As vice president of government affairs for the Texas Citrus and Vegetable Association (TCVA), Mr. Walzel speaks for a group of farmers presumed to be vulnerable to competition from Mexico under a North America Free Trade Agreement (NAFTA).
Currently, Mexico takes 6 percent of US farm exports, worth $2.5 billion. That places it among the top 10 US farm export markets.
The United States, in turn, is the export market for Mexico's farmers. The $2.6 billion worth of agriculture products they send to the US is 96 percent of Mexico's farm exports.
The 35 different farm products - from cantaloupes to citrus fruits to cucumbers - grown by the 400 members of the TCVA are the sort that Mexico already ships to the US. Mexico's exports of such products to the US were $1.5 billion in 1990.
In some instances, though, that produce comes from operations owned by Texas growers, who have had a foothold in Mexico since the 1950s, Walzel explains. And those operations were located in areas with a different growing season than their Texas farms. So instead of competing with themselves they created a larger marketing window.
"There's virtually no difference" between the cost of an onion grown in Texas and one grown in Mexico and shipped to Texas; thus the longer marketing window is the only reason for operating in Mexico, Walzel says.
The tariffs that NAFTA would eliminate have protected Texas growers from some same-season competition in Mexico, Walzel admits. But he says the phase-out period will be adequate for his members to adjust.
Walzel also says that within five years Mexico will have the same sort of environmental requirements as are in place on US agriculture. And he says that the notion of cheap labor in Mexico is a myth. Workers there may earn one-fourth as much as their US counterparts, but they also are one-fourth as productive because of differences in education and training.
At the National Farmers Union, which represents the operators of 2 million family farms, spokesman Clay Pederson worries that Mexico will try to become a conduit to the US for sugar exports from third countries. Mexico is a net sugar importer, yet "it is going through the paperwork to be an exporter," he says. "That bothers us."

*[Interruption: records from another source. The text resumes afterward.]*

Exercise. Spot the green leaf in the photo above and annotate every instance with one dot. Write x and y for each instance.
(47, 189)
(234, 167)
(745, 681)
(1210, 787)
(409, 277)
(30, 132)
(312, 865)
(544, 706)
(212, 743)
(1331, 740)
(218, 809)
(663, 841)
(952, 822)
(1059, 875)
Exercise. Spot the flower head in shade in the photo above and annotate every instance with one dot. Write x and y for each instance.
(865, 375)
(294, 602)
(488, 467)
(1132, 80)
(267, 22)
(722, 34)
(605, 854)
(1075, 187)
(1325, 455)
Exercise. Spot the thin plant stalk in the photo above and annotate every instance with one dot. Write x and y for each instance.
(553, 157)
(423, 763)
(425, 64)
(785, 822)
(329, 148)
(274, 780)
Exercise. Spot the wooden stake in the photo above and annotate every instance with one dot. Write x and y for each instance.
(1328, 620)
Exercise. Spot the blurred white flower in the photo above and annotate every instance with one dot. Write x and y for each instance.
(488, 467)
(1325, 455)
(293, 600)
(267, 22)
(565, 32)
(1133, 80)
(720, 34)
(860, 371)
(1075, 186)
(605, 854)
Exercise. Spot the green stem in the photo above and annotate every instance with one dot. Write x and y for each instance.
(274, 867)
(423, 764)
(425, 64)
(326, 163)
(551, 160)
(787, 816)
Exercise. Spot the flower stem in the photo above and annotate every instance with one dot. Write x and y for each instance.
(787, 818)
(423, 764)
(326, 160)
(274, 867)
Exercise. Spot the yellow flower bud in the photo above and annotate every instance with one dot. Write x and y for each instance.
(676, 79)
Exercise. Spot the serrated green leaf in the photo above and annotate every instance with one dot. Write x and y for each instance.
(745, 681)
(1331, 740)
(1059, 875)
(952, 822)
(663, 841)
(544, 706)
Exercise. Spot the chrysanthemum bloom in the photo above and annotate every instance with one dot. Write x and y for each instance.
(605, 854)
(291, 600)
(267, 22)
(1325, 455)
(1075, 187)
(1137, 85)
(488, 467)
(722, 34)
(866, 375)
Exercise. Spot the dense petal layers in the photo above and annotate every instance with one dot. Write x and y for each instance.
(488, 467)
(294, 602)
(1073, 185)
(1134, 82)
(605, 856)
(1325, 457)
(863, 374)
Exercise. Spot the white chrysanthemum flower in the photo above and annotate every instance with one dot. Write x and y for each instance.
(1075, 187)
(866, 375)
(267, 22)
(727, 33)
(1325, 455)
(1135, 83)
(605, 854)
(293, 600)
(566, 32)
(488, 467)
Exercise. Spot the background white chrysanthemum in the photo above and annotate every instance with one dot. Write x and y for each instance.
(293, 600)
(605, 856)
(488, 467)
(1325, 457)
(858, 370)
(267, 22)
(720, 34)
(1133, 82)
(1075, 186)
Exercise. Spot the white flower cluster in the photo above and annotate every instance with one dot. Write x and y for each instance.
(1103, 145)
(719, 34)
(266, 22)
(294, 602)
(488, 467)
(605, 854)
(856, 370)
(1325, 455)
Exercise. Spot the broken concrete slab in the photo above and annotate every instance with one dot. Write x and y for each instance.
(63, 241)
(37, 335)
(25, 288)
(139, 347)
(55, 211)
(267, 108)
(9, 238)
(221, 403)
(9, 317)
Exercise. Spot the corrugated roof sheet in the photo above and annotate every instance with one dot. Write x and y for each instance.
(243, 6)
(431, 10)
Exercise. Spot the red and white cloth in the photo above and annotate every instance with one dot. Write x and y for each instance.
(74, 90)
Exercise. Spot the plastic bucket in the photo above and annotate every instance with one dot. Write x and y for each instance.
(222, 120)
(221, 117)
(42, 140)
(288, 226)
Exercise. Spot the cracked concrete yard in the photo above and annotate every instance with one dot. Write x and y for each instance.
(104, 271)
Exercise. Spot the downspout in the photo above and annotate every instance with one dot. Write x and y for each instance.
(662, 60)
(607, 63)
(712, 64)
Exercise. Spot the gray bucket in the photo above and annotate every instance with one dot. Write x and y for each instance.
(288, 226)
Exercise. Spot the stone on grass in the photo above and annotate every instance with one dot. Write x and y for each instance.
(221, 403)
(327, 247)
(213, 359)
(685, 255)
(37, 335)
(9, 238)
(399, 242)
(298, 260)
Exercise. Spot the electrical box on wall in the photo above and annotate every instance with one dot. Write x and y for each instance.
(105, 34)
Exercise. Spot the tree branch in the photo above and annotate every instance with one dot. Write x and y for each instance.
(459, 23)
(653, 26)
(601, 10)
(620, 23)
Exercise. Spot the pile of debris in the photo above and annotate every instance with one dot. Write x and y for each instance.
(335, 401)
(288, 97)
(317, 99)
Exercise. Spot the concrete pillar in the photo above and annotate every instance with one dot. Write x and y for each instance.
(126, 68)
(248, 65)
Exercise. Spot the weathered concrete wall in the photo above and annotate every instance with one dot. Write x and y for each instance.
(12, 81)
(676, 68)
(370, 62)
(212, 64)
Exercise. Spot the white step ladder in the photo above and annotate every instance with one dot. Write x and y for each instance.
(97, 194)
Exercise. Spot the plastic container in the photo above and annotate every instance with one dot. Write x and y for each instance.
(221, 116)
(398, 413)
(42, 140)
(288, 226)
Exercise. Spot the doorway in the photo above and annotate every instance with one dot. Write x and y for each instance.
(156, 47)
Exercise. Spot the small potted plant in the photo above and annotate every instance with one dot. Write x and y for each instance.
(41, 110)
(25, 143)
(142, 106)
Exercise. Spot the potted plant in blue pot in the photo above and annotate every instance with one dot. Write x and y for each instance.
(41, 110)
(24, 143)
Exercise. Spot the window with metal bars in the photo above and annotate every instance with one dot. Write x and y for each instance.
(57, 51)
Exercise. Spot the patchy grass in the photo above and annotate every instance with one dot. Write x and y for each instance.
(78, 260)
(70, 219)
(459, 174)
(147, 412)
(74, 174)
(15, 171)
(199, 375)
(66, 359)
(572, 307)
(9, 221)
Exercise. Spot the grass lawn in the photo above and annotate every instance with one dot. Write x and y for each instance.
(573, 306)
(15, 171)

Sugar production is heavily subsidized by most producing nations. The US is a net importer, maintaining tariffs to defend prices for the domestic sweetener industry. If sugar imports are allowed to rise under NAFTA, Mr. Pederson predicts, sugar prices will plunge. As an example, he cites milk. It dropped 33 percent in price last year in reaction to a domestic production increase of 1 percent.
On the export side, Mexico buys $2.5 billion worth of grain from the US. NAFTA "is going to be very positive for us," says Kent Van Amburg, director of trade relations at the US Feed Grains Council.
Mexico is already the third-largest foreign market for grains such as sorghum, corn, and barley, buying some 10 percent of US feed grain exports. Mr. Van Amburg says that President Carlos Salinas de Gortari's economic reforms are expanding Mexico's middle class. Experience in other countries has shown that as incomes rise, consumers buy more meat.
But Mexico lacks the resources to grow more feed grain for an expanding beef and poultry industry, which will enhance exports of feed grains from the US, he concludes.